The general structure of the phylogram obtained in the present study is consistent with previous analyses by Blair et al. (1998), which was constructed using maximum likelihood and maximum parsimony that revealed the same gross topology and showed that L. grandiporum revealed a separate line, which was easily distinguishable to be deeply embedded in the genus Lecithochirium with strongly supported molecular data. Some clades strongly supported by molecular data lack corresponding morphological synapomorphies. The most notable of these is the branch leading to the base of the clade containing the species from related families. This leads us to believe that both kinds of data are valuable in inferring relationships among the Digenea (Testini et al. 2011).

Blair et al. (1998) and Cribb et al. (2001) stated that the Hemiuridae genus Lecithochirium is monophyletic and its division into major clades is consistent with our results. The clustering of the Lecithochirium species is independent of the host species/family and shows no relation to the geographical origin. However, clustering according to host tissue localization can be observed in some species, as L. fusiforme and L. caesionis which infect the host intestine as a result L. grandiporum clustered with them in one clade which having the same host tissue localization.

The close morphological characteristics between the species described here and those of the same genus indicated the urgent need to apply molecular investigation either to confirm or to deny this similarity.

The present molecular investigations revealed 92 % similarity between L. grandiporum and L. fusiforme showing that they are clearly separate species differing in 26 nucleotide positions in its SSU rDNA sequence.
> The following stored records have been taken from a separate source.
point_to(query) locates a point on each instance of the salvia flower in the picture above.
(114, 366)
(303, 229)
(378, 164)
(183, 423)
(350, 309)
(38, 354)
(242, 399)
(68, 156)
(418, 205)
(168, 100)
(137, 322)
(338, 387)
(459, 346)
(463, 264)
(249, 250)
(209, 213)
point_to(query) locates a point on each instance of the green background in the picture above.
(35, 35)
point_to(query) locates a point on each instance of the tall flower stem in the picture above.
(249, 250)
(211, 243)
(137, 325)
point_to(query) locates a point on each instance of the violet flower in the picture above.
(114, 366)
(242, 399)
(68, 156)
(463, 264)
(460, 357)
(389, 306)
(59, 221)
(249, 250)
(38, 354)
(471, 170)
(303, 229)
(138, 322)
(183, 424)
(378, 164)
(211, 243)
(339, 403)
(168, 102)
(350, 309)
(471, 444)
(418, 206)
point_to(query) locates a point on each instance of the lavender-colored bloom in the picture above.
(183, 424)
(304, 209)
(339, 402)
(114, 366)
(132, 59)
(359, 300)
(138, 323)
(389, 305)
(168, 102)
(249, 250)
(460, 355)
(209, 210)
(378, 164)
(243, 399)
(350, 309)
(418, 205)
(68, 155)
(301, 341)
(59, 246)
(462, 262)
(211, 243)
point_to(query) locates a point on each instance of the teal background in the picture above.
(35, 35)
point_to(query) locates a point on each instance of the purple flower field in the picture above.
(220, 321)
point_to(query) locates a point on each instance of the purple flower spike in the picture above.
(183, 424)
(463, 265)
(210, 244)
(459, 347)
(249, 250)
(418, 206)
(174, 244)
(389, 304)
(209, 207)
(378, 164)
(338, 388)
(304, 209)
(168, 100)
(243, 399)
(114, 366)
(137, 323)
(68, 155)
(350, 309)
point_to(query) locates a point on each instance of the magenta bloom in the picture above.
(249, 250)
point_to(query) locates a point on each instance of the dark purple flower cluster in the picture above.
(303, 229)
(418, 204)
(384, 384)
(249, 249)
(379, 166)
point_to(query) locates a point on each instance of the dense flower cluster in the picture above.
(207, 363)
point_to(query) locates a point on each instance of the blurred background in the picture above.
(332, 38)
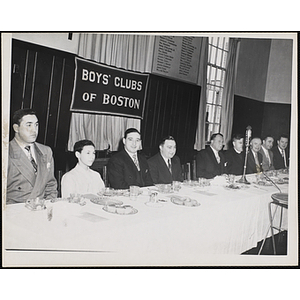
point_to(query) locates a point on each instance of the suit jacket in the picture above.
(207, 165)
(22, 182)
(251, 165)
(160, 172)
(278, 159)
(265, 162)
(122, 172)
(234, 162)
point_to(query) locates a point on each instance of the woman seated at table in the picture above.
(81, 179)
(165, 166)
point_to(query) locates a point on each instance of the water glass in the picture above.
(176, 185)
(134, 192)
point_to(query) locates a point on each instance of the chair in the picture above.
(279, 200)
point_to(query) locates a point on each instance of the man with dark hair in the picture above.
(211, 161)
(267, 154)
(165, 166)
(235, 156)
(30, 173)
(254, 158)
(128, 167)
(281, 155)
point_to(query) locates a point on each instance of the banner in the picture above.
(107, 90)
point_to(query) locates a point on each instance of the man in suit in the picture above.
(210, 161)
(165, 166)
(267, 154)
(235, 156)
(128, 167)
(254, 158)
(281, 155)
(30, 171)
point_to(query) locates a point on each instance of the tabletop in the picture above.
(225, 221)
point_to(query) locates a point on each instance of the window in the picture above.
(216, 69)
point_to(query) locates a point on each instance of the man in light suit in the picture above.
(254, 158)
(165, 166)
(30, 171)
(128, 167)
(211, 161)
(281, 155)
(267, 154)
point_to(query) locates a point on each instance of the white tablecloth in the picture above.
(227, 222)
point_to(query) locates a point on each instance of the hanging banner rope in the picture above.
(107, 90)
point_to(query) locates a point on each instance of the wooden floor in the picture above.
(280, 245)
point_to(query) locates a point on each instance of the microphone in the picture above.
(268, 178)
(248, 136)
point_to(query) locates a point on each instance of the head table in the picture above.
(227, 222)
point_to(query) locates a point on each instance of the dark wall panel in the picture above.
(276, 119)
(264, 118)
(247, 112)
(171, 109)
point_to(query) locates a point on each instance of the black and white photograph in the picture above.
(149, 149)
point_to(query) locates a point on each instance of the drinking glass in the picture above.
(134, 192)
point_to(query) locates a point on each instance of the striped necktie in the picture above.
(170, 165)
(31, 158)
(136, 162)
(257, 163)
(284, 159)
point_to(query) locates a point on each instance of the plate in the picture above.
(233, 187)
(184, 201)
(106, 201)
(265, 183)
(154, 204)
(120, 209)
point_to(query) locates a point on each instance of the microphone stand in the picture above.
(268, 178)
(243, 178)
(248, 135)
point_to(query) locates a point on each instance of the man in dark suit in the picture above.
(30, 171)
(210, 161)
(281, 155)
(235, 156)
(165, 166)
(267, 154)
(254, 158)
(128, 167)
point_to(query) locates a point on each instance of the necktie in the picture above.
(136, 162)
(170, 165)
(257, 163)
(31, 158)
(283, 156)
(268, 157)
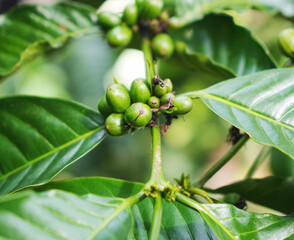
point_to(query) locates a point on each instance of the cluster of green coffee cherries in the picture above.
(126, 110)
(143, 16)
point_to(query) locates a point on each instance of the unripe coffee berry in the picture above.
(115, 124)
(286, 39)
(163, 45)
(108, 19)
(182, 105)
(150, 9)
(159, 90)
(154, 102)
(169, 85)
(139, 91)
(138, 115)
(103, 107)
(118, 97)
(167, 98)
(131, 15)
(119, 36)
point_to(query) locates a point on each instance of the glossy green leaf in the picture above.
(191, 10)
(39, 137)
(273, 192)
(261, 104)
(93, 3)
(220, 47)
(57, 214)
(281, 164)
(229, 222)
(178, 221)
(29, 30)
(243, 225)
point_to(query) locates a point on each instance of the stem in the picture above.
(149, 65)
(125, 204)
(157, 178)
(210, 219)
(156, 219)
(258, 161)
(200, 192)
(225, 159)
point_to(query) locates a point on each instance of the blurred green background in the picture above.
(82, 69)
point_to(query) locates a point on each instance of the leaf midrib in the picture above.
(51, 152)
(203, 94)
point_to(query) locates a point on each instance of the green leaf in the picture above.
(229, 222)
(220, 47)
(273, 192)
(244, 225)
(281, 164)
(57, 214)
(261, 104)
(29, 30)
(178, 221)
(39, 137)
(191, 10)
(94, 3)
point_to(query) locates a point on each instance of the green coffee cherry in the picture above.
(150, 9)
(154, 102)
(163, 45)
(168, 84)
(119, 36)
(159, 90)
(139, 91)
(167, 98)
(138, 115)
(103, 107)
(108, 19)
(131, 15)
(115, 124)
(183, 105)
(118, 97)
(286, 39)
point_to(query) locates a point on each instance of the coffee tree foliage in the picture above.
(250, 87)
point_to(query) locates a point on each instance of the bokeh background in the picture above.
(82, 69)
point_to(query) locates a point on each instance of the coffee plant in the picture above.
(39, 137)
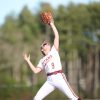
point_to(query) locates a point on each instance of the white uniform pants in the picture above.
(55, 81)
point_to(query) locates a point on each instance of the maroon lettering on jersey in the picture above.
(46, 60)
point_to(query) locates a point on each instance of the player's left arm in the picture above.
(56, 35)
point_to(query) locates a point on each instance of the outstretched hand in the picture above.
(26, 57)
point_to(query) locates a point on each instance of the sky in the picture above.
(8, 7)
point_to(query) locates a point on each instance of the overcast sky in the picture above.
(15, 6)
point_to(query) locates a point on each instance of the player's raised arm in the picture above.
(47, 18)
(56, 35)
(33, 68)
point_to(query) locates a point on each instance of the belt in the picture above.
(54, 73)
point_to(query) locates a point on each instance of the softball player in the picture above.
(53, 68)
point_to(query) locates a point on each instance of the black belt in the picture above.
(54, 73)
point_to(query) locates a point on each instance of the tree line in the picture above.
(79, 30)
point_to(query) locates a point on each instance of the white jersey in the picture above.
(50, 62)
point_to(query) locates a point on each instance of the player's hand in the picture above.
(26, 57)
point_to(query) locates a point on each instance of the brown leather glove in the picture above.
(46, 17)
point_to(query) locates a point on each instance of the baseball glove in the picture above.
(46, 17)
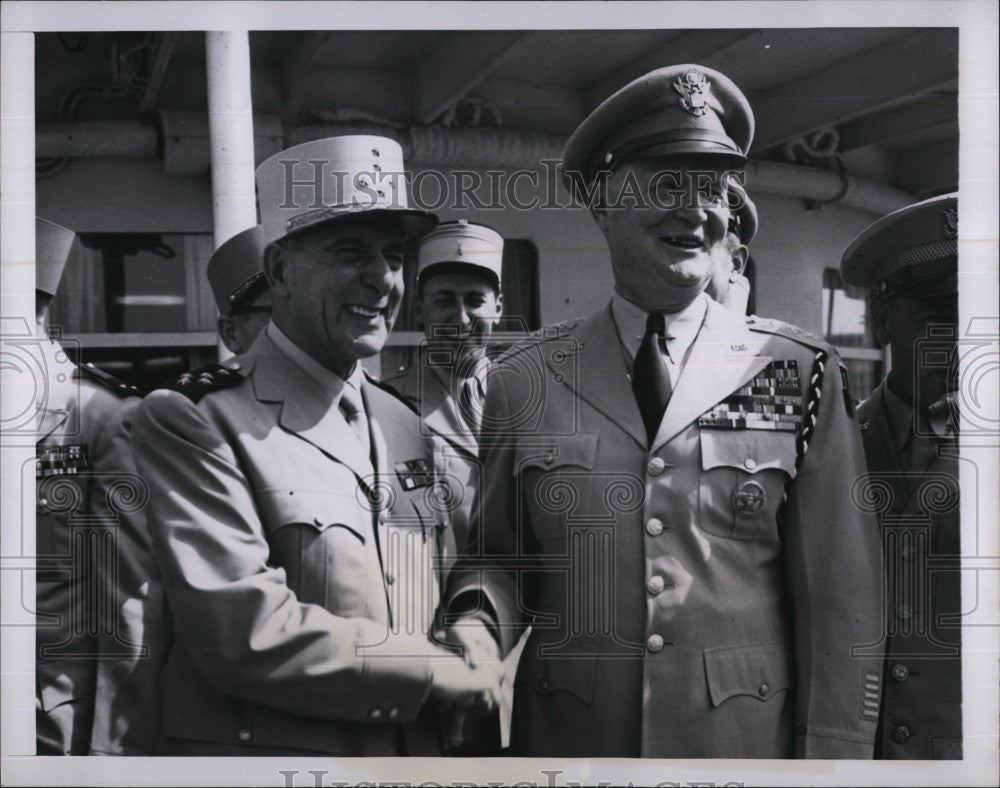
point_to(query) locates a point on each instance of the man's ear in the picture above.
(740, 256)
(880, 320)
(276, 269)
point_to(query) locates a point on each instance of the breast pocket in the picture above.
(556, 482)
(744, 473)
(325, 544)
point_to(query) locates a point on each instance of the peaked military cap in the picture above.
(236, 270)
(914, 250)
(685, 109)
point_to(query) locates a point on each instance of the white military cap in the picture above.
(331, 179)
(236, 270)
(462, 243)
(912, 250)
(52, 245)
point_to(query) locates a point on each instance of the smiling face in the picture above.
(337, 288)
(664, 245)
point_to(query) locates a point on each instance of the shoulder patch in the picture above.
(769, 325)
(392, 390)
(199, 382)
(110, 382)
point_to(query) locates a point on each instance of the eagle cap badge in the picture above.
(693, 88)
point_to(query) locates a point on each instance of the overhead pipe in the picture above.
(506, 148)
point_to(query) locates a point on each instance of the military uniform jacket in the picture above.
(680, 605)
(301, 587)
(918, 512)
(86, 487)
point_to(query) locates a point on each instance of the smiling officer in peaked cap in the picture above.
(909, 262)
(674, 503)
(290, 494)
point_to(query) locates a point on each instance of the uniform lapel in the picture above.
(305, 408)
(723, 357)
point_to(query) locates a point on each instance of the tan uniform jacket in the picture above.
(301, 588)
(680, 606)
(86, 490)
(921, 714)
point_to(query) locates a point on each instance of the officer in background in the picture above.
(86, 485)
(729, 284)
(910, 430)
(289, 496)
(236, 274)
(664, 483)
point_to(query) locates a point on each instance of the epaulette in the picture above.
(110, 382)
(769, 325)
(392, 390)
(198, 382)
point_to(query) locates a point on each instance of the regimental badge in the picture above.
(61, 460)
(748, 499)
(771, 401)
(693, 88)
(414, 473)
(950, 229)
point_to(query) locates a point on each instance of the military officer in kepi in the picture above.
(664, 483)
(85, 484)
(292, 499)
(909, 425)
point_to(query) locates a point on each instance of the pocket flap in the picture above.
(749, 450)
(760, 670)
(317, 508)
(577, 450)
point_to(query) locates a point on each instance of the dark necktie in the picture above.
(650, 377)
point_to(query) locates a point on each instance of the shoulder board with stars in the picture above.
(769, 325)
(392, 390)
(199, 382)
(110, 382)
(771, 401)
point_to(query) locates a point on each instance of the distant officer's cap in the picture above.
(236, 270)
(743, 219)
(52, 245)
(912, 251)
(461, 243)
(686, 109)
(330, 180)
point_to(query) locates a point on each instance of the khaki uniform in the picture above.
(298, 571)
(696, 600)
(921, 714)
(86, 491)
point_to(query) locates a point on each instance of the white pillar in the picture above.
(230, 128)
(20, 374)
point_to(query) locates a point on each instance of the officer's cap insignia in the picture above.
(771, 401)
(748, 499)
(415, 473)
(950, 223)
(692, 88)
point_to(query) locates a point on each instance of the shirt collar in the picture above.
(329, 382)
(683, 326)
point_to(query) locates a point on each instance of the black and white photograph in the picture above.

Previous molecular phylogenetic studies have demonstrated a high degree of sequence similarity between a subset of Lecithochirium species (Cribb et al. 2001; Vilas et al. 2005; Bullard 2010; Bullard et al. 2011; Carreras-Aubets et al. 2012). The present investigation also observed that all Lecithochirium showed at least 90 % similarity to present sequence. Parasites from other clades showed only 88–82 % similarities.

The addition of new sequences from this study identifies the ancestral marine origin of the present Lecithochirium species and it strongly aids to understand the cladistic arrangement within the more recent clade due to the addition of new species belonging to the previous genera.